Neurons come in all shapes and sizes, with different degrees of complexity. If you’ve seen a typical picture of a single neuron then you know it looks like a tree or bush, with a set of root-like branches on one end and a single, long limb-like branch on the other. The latter can branch as well, depending on circumstances. One of those sets of branches – the dendrites – receives inputs from other neurons, and the other – the axon – sends outputs to other neurons. Together with his graduate student Jeff Lichtman, Purves wanted to know how synapse numbers change with development and across different species of animals. Purves and Lichtman started with a simple neuron-to-neuron connection, where the receiving neuron had zero dendrites and the sending neuron’s axons made synapses directly on the receiving neuron’s cell body. To see this, they would surgically remove a tight group of functionally similar neurons, known as a ‘ganglion’, from different animals. They would then carefully fill a few individual neurons with a special enzyme. When this enzyme is then given a chemical to react with, it produces a colour. This colouring allows the neuron to be visualised under a microscope in its full glory – all their branches can be seen and counted. (Imagine a microscopic glass-blown tentacled creature being filled with ink and then counting its appendages.)
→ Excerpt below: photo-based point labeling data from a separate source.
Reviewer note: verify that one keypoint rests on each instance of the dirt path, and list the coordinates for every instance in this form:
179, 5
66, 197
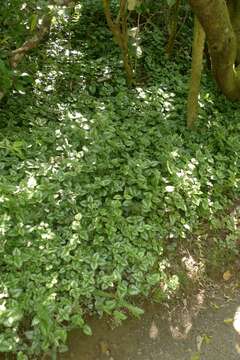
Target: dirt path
201, 330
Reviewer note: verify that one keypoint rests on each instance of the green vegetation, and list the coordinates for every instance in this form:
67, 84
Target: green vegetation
103, 189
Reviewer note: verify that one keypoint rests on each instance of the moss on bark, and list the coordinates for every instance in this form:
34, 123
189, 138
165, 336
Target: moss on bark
222, 43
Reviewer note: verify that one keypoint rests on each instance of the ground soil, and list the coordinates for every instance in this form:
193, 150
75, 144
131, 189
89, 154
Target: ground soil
197, 329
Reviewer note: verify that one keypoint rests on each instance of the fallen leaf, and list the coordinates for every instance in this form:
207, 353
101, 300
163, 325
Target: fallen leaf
199, 340
195, 356
104, 348
236, 321
153, 331
207, 339
227, 275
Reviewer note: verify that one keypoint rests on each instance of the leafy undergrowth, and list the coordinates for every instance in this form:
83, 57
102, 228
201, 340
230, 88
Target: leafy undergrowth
102, 187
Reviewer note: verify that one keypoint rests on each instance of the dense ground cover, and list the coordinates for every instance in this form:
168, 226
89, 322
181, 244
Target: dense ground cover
103, 187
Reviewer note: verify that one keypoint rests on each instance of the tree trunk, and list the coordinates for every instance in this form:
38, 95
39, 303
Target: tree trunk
197, 57
222, 43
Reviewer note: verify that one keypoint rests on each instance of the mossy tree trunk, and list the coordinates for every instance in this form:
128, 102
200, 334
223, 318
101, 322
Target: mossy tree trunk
222, 29
197, 57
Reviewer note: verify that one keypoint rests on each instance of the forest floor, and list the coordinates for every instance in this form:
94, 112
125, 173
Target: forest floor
197, 329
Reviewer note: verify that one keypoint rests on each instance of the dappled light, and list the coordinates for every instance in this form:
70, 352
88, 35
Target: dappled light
108, 203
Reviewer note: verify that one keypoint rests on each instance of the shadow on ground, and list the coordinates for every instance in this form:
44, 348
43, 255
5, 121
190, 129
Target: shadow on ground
200, 330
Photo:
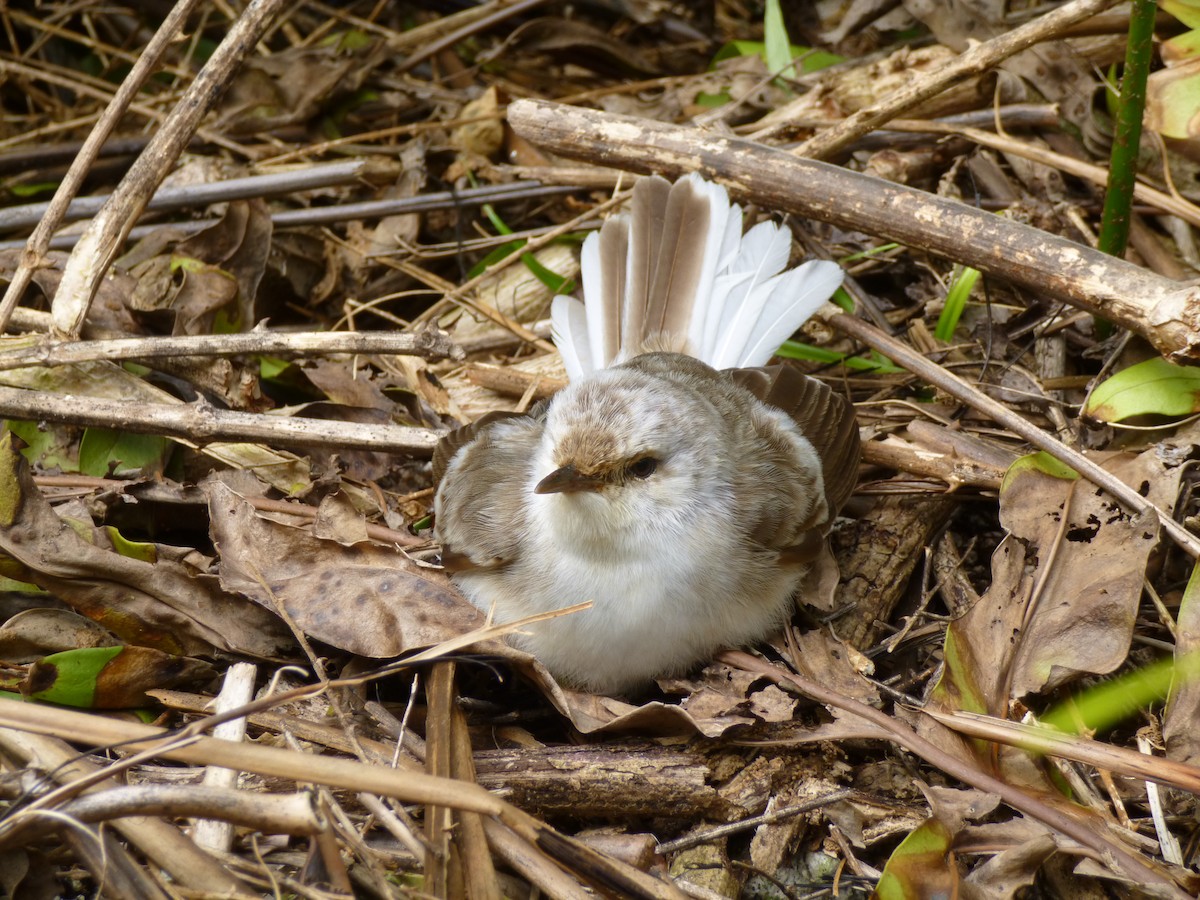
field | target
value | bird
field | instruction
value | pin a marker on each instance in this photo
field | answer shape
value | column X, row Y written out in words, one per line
column 677, row 483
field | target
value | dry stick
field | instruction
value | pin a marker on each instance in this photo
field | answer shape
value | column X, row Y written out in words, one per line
column 270, row 184
column 1164, row 312
column 405, row 785
column 1171, row 204
column 40, row 240
column 363, row 209
column 427, row 345
column 202, row 424
column 460, row 293
column 162, row 843
column 1116, row 855
column 972, row 61
column 1050, row 742
column 976, row 399
column 101, row 241
column 294, row 813
column 499, row 12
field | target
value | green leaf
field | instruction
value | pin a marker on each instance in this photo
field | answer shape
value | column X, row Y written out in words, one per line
column 103, row 451
column 1173, row 101
column 69, row 677
column 961, row 285
column 1042, row 462
column 1151, row 388
column 778, row 47
column 1186, row 11
column 876, row 363
column 712, row 101
column 919, row 867
column 1181, row 47
column 1113, row 701
column 135, row 550
column 811, row 60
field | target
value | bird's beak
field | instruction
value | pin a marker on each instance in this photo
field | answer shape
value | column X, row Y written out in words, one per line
column 569, row 480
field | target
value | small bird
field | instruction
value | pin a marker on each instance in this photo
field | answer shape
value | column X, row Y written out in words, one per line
column 675, row 483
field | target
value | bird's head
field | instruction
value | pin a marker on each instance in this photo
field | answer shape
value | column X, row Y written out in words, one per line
column 625, row 445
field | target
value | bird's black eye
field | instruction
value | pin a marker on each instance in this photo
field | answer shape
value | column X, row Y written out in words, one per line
column 643, row 467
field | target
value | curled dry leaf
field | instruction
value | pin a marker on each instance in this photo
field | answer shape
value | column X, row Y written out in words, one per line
column 154, row 603
column 365, row 599
column 1065, row 593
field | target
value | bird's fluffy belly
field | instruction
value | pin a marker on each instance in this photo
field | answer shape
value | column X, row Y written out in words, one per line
column 649, row 617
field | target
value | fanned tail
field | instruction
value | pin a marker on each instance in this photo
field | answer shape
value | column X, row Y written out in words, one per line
column 677, row 274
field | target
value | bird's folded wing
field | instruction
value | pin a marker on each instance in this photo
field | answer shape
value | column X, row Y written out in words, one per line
column 480, row 509
column 825, row 418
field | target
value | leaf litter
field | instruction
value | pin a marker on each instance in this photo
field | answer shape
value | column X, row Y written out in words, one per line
column 975, row 577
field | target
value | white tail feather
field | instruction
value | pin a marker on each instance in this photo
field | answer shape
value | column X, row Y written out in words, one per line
column 719, row 244
column 569, row 323
column 795, row 297
column 592, row 274
column 763, row 255
column 744, row 305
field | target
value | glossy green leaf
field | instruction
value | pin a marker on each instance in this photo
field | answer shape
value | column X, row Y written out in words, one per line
column 70, row 677
column 778, row 47
column 1186, row 11
column 875, row 363
column 1042, row 462
column 1113, row 701
column 1151, row 388
column 919, row 867
column 961, row 285
column 103, row 451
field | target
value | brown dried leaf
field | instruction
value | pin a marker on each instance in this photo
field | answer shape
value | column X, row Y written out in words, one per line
column 370, row 600
column 159, row 604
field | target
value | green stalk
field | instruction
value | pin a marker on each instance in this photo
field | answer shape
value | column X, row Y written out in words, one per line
column 1131, row 105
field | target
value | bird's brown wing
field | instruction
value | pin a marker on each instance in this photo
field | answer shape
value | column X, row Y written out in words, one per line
column 825, row 418
column 459, row 438
column 480, row 507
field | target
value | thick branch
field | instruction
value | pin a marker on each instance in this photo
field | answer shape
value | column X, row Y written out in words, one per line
column 1163, row 311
The brain and body constitute a single, coherent and dynamic network; there is no way to separate them

The end of each branch represents a synaptic connection. Comparing connections in developing rats versus adults, they found that neurons initially received a few synapses from a number of different neurons. In a sense, the circuits were tangled up in young rats. By the time the rats were adults, each neuron had many synapses but only from one neuron – the circuit was untangled. How did this happen? Akin to the process of eliminating extra neurons based on target size, there was a process of elimination of superfluous connections from some neurons. Then there was an additional process of multiplication (or elaboration) of connections coming from the ‘correct’ (so to speak) neuron. In essence, once neurons could find the right partners by getting rid of the less desirable ones, their relationship could blossom in the form of additional synapses. Purves and Lichtman then replicated this basic finding with increasingly complex sets of neurons and in other species.

Before we get lost in the weeds, here’s the bottom line: trophic interactions between neurons match the number of neurons to the target size, and these interactions also regulate how many synapses they make. The grander theory is this: each class of cells in a neural pathway is supporting and regulating the connections it receives by trophic interactions with the cells it’s connected to down the line. Thus, a coordinated chain of connectivity extends from neuronal connections with the body’s muscles and organs to connections among neurons within the brain itself. The brain and body constitute a single, coherent and dynamic network; there is no way to separate them. They depend on each other at every level.

Some artists go through distinct periods in their careers, while others stick to similar themes in and/or approaches to their work for decades. Scientists are the same. Most stick to trying to answer one particular question, getting deeper and deeper, as they figure out more and more details about their subject. Others find that, at some point, they are satisfied with the answers at hand and move on, finding a new question or challenge. Purves is the latter type of scientist, making multiple radical shifts in his scientific research. His important work supporting trophic theory had an obvious direction for continued investigation: using molecular tools to find new ways to visualise synaptic development. Purves was not interested. His research programme up to this time exploited easily manipulated and unambiguously visualised neural circuits in the peripheral nervous system. The brain itself is a different story, there where all the important action supposedly is; its complexity and density make it impossible to address the same questions – which connections are disappearing or multiplying – with the same degree of clarity and specificity.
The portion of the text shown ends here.